Removes license hurdle

OpenWorld 08 Oracle has eased licensing terms and introduced virtualization and back-up tools for using its database and infrastructure stack with Amazon's cloud services.

The database giant said existing customers can use Oracle Database 11g, its Fusion Middleware, and Oracle Enterprise Manager with Amazon's Compute Cloud (EC2) without need for an additional license.

Oracle has licensed products using a named-user or processor license model. These potentially mitigate against use of Oracle's products in a web-based environment, where customers must either cost out a system by number of users or pay for a larger server with accompanying big license in order to scale for the anticipated number of users.

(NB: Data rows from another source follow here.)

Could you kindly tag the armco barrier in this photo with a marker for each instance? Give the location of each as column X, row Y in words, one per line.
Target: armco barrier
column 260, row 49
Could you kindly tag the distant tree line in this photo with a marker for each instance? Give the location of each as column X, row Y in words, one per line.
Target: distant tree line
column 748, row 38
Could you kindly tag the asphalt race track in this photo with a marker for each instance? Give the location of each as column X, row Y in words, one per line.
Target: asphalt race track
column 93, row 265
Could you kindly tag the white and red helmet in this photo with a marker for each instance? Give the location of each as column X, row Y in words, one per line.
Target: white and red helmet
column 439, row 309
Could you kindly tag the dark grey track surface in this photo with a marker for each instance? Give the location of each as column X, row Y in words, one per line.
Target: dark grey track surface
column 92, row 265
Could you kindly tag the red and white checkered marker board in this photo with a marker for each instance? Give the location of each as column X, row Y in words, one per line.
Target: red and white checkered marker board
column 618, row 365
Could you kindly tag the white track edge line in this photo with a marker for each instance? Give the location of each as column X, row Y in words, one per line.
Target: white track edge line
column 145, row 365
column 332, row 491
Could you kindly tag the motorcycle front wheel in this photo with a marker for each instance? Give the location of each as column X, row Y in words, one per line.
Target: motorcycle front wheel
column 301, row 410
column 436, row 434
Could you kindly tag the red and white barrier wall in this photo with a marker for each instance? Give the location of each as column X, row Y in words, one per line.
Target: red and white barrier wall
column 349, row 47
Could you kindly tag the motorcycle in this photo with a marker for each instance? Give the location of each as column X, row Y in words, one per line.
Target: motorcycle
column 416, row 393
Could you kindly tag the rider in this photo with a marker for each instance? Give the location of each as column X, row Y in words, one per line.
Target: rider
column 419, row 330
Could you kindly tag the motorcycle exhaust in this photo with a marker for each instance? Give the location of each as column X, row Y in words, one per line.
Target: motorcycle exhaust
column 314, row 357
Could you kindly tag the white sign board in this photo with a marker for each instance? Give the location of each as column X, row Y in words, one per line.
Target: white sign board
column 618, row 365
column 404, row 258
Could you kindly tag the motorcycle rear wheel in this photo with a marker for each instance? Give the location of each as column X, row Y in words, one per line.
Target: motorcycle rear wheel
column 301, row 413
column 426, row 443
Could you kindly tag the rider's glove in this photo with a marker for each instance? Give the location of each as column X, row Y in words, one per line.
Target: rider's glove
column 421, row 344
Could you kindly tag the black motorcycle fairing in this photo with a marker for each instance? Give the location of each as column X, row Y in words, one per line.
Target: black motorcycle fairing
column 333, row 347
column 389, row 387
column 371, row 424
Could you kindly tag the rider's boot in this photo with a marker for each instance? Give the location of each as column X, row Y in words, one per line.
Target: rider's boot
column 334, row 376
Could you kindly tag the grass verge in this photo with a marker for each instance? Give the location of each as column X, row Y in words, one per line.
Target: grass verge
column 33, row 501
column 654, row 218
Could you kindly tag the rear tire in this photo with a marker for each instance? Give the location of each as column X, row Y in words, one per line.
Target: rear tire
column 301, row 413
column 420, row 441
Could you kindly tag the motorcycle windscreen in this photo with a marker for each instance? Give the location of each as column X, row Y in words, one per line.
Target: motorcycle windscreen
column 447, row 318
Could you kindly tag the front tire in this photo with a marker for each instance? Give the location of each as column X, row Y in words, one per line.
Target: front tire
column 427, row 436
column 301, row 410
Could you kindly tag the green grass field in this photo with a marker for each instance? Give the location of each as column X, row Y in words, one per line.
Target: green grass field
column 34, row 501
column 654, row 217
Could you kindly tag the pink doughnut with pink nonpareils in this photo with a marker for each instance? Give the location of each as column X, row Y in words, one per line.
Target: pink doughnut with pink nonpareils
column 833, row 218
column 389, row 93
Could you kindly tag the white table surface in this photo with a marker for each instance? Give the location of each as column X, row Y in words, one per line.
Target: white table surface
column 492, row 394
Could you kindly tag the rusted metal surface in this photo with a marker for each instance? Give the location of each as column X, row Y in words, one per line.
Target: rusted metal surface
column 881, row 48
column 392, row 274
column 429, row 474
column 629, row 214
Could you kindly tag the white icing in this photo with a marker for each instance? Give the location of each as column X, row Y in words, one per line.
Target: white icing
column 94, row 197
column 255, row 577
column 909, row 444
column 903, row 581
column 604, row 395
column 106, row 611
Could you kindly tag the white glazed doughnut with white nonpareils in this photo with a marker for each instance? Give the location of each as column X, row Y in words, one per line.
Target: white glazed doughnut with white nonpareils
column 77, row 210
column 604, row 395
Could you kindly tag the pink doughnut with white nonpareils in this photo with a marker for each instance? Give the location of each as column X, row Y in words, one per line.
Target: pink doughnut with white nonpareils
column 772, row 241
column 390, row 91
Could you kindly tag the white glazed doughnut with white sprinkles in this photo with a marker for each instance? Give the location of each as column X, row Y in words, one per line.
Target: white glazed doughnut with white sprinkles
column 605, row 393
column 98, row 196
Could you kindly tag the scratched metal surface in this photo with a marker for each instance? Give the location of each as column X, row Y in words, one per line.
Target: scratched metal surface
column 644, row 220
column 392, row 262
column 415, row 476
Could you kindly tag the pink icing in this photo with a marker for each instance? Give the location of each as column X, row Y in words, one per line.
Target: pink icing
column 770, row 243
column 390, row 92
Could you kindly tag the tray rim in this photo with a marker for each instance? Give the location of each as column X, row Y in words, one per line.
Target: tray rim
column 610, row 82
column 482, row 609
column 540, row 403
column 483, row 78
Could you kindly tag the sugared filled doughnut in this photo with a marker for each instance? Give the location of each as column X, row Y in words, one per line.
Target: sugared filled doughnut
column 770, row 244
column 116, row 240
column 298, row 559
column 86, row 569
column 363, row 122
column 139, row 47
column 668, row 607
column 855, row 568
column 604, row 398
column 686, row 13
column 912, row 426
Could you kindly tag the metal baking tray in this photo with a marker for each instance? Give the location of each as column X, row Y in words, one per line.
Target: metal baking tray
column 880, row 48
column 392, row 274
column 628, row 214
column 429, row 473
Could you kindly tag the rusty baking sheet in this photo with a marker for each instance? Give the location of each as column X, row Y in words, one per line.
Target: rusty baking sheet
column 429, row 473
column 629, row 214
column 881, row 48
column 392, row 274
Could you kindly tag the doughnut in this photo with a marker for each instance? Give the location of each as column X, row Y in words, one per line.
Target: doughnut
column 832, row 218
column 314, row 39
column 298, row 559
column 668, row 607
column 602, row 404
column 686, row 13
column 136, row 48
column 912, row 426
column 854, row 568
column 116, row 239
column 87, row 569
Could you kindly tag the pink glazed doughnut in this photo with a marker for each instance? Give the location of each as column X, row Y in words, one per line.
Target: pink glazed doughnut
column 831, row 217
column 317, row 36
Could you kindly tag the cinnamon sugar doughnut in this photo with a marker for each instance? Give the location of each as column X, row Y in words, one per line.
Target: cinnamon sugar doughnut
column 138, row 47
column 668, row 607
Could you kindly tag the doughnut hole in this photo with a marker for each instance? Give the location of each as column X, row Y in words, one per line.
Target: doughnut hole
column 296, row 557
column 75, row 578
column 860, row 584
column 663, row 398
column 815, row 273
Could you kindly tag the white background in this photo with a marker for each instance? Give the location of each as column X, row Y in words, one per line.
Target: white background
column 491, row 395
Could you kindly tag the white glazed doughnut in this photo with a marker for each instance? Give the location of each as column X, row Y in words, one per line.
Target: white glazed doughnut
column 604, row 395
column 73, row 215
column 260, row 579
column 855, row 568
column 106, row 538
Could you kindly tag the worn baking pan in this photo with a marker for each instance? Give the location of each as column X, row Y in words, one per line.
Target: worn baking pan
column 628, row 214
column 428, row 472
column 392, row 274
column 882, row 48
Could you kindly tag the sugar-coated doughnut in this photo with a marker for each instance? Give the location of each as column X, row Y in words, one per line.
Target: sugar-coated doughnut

The news is particularly handy for software developers, who can use Amazon's services with any existing Oracle infrastructure products without the expense of purchasing a new Oracle license.

The company also announced it planned to release a set of free Amazon Machine Images (AIMs) to provision virtual machines with Oracle Database 11g, Fusion Middleware, and Oracle's Enterprise Linux.

The target customer are developers, which Oracle said would be able to "rapidly" build applications for EC2 using tools such as its JDeveloper and Enterprise Pack for Eclipse.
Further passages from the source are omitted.